European Union and NATO
The European Union and Ukraine-EU association agreement enjoy broad support in Kyiv. The surprise announcement that implementation of part of the free trade agreement would be postponed until December 2015 caught almost everyone by surprise. Mr. Yatseniuk explained it as advantageous to Ukrainian companies, as the European Union would lower its tariffs shortly after ratification (scheduled for a vote in both the Rada and European Parliament on September 16), while Ukraine could maintain tariffs on EU imports for another 15 months.
Public support for NATO is rising in Ukraine, and several YES panelists addressed NATO membership. Ms. Tymoshenko said Ukraine should have made NATO membership a part of the Budapest memorandum. Mr. Yatseniuk noted that, with Russia’s invasion, NATO offered the only vehicle for defending Ukraine, though he understood that the Alliance was not ready for Ukraine to apply—an understanding that others privately acknowledged.
Where’s the Reform?
Businessmen and civil society leaders at YES panels and in private conversations expressed great frustration with the lack of progress on economic reform and anti-corruption efforts. The government on its own could abolish a number of unneeded regulatory bodies that only created red tape and corruption opportunities, but it had not, just as there had been no major corruption prosecutions.
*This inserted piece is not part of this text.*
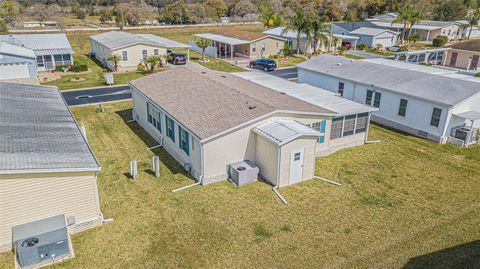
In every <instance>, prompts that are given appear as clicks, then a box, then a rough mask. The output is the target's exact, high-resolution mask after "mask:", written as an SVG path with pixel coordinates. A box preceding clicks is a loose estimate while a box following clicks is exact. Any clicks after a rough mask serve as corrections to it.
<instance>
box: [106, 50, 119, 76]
mask: <svg viewBox="0 0 480 269" xmlns="http://www.w3.org/2000/svg"><path fill="white" fill-rule="evenodd" d="M107 60H108V61H110V62H113V66H114V68H115V70H114V71H115V72H117V71H118V63H119V62H120V61H121V60H122V58H121V57H120V55H119V54H116V53H115V54H112V55H110V57H108V59H107Z"/></svg>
Mr. Poroshenko acknowledged the point, saying he would try to accelerate reform efforts. Mr. Yatseniuk agreed that the government had not yet advanced major anti-corruption reform but stoutly defended the government’s record.
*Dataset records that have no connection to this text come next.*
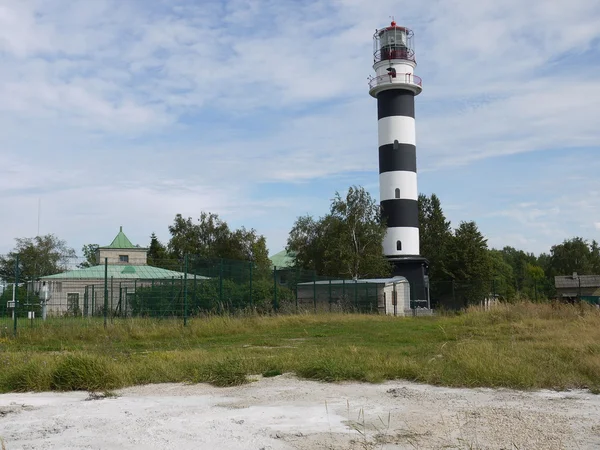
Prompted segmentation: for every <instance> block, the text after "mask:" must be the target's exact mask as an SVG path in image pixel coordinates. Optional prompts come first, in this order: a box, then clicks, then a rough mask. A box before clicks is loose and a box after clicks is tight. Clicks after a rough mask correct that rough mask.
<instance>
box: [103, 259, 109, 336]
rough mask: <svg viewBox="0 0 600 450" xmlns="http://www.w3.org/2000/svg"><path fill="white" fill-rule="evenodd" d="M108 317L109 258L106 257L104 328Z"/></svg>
mask: <svg viewBox="0 0 600 450" xmlns="http://www.w3.org/2000/svg"><path fill="white" fill-rule="evenodd" d="M107 319H108V258H104V329H106V320H107Z"/></svg>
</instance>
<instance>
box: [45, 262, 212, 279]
mask: <svg viewBox="0 0 600 450" xmlns="http://www.w3.org/2000/svg"><path fill="white" fill-rule="evenodd" d="M183 276H184V273H183V272H177V271H175V270H167V269H161V268H160V267H154V266H131V265H120V264H109V265H108V278H129V279H134V278H137V279H141V280H167V279H171V278H183ZM193 278H194V275H193V274H189V273H188V279H193ZM41 279H42V280H64V279H69V280H75V279H102V280H103V279H104V266H103V265H100V266H93V267H88V268H86V269H77V270H70V271H68V272H63V273H57V274H56V275H48V276H45V277H41ZM196 279H208V277H203V276H200V275H197V276H196Z"/></svg>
Mr. Yatseniuk painted an (overly?) optimistic picture of Ukraine’s energy situation as winter loomed. He said Ukraine had 17 billion cubic meters in storage (the country recently has burnt about 50 billion cubic meters per year) and had begun importing coal from as far away as South Africa to make up for lost coal production in Donetsk.
The Rada Elections and What Comes After
Rada elections are scheduled for October 26. Mr. Poroshenko told his audience that Ukraine could prevail only if united but would stay united even with the Rada elections. Perhaps, but there is some reason for concern that the elections could produce a divided or muddled parliament. Mr. Poroshenko and Mr. Yatseniuk failed to agree on running together in a single party, though the prime minister said he was ready to sign a coalition agreement even before the elections.
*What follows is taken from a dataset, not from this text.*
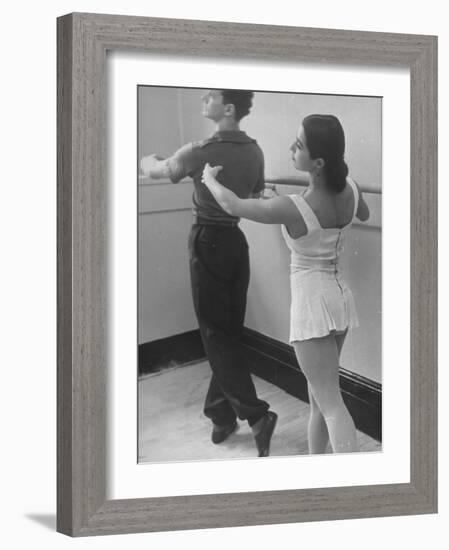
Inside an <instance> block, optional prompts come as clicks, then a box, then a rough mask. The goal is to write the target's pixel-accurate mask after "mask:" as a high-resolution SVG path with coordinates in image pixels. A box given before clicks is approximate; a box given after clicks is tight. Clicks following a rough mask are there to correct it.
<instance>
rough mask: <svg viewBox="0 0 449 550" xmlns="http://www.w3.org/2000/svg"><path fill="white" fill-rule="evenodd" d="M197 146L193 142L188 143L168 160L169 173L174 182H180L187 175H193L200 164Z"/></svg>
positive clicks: (167, 161) (167, 160) (166, 161)
mask: <svg viewBox="0 0 449 550" xmlns="http://www.w3.org/2000/svg"><path fill="white" fill-rule="evenodd" d="M196 149H197V148H196V147H195V145H194V144H193V143H188V144H187V145H184V146H183V147H181V148H180V149H178V150H177V151H176V153H175V154H174V155H173V156H171V157H170V158H168V159H167V160H166V162H167V167H168V173H169V177H170V179H171V181H172V182H173V183H178V181H180V180H182V179H183V178H185V177H186V176H191V175H192V174H193V173H194V172H195V170H196V168H197V164H198V154H197V150H196Z"/></svg>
There are a number of wild cards. According to opinion polls, Oleh Lyashko’s Radical Party will have little trouble clearing the five-percent threshold for the party list vote. It is not clear how Donetsk and Luhansk will be handled in the elections; one former official expressed concern that Mr. Putin could use elections there to form “his” bloc in the Rada. Another official pointed out that leaders of the volunteer battalions could trade on their hero images and reputations for straight talk to do well in individual constituency votes.
Ukraine needs a strong, stable Rada coalition following the October elections that will work with a president and prime minister who are on the same page to implement key reforms and anti-corruption measures, as well as to manage the conflict in eastern Ukraine and a settlement process. If Mr. Poroshenko and the prime minister are not in sync, or if a divided Rada falls back into the petty political in-fighting and non-transparent dealings that characterized so many Radas before it, Kyiv will have a difficult time addressing the many challenges confronting it. And it will have a much harder time securing stronger support from the United States and Europe if the West feels that it has seen the movie before … and already knows the unhappy ending.
Note: The YES conference is sponsored by the Victor Pinchuk Fund, which is a Brookings donor.